De Hoge Raad concludeert dat de middelen van cassatie niet tot vernietiging kunnen leiden en verwerpt het beroep. De beschikking is gegeven door de vice-president en twee raadsheren, in aanwezigheid van de waarnemend griffier, en is uitgesproken ter openbare terechtzitting.

Uitspraak

26 september 2006
Strafkamer
nr. 03489/05 B
AGJ/MR
Hoge Raad der Nederlanden
Beschikking
op het beroep in cassatie tegen een beschikking van de Rechtbank te Maastricht van 18 oktober 2005, nummer RK 05/279, op een beklag als bedoeld in artikel 552a van het Wetboek van Strafvordering, ingediend door:
[betrokkene], geboren te [geboorteplaats] op [geboortedatum] 1955, wonende te [woonplaats].

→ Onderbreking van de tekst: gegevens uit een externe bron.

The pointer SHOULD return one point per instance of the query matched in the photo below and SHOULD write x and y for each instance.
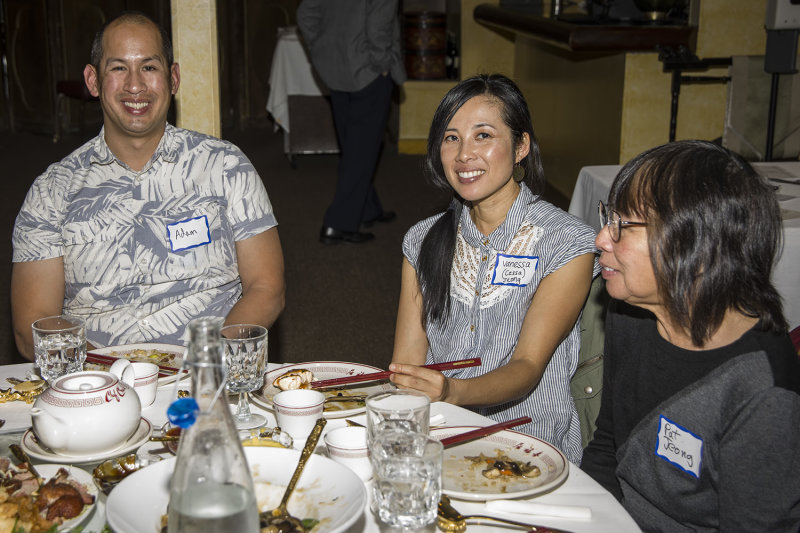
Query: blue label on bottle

1. De bestreden beschikking
De Rechtbank heeft de ontheffing gelast op de in de daartoe strekkende vordering genoemde voorwerpen.
2. Geding in cassatie
Het beroep is ingesteld door de betrokkene. Namens deze heeft mr. Th. Boumans, advocaat te Heerlen, bij schriftuur middelen van cassatie voorgesteld. De schriftuur is aan deze beschikking gehecht en maakt daarvan deel uit.
De Advocaat-Generaal Vellinga heeft geconcludeerd dat de Hoge Raad het beroep zal verwerpen.
3. Beoordeling van de middelen
De middelen kunnen niet tot cassatie leiden. Dit behoeft, gezien art. 81 RO, geen nadere motivering nu de middelen niet nopen tot beantwoording van rechtsvragen in het belang van de rechtseenheid of de rechtsontwikkeling.
4. Slotsom
Nu geen van de middelen tot cassatie kan leiden, terwijl de Hoge Raad ook geen grond aanwezig oordeelt waarop de bestreden beschikking ambtshalve zou behoren te worden vernietigd, moet het beroep worden verworpen.
5. Beslissing
De Hoge Raad verwerpt het beroep.
Deze beschikking is gegeven door de vice-president G.J.M. Corstens als voorzitter, en de raadsheren B.C. de Savornin Lohman en J.W. Ilsink, in bijzijn van de waarnemend griffier D.N.I. Gjaltema, in raadkamer en uitgesproken ter openbare terechtzitting van 26 september 2006.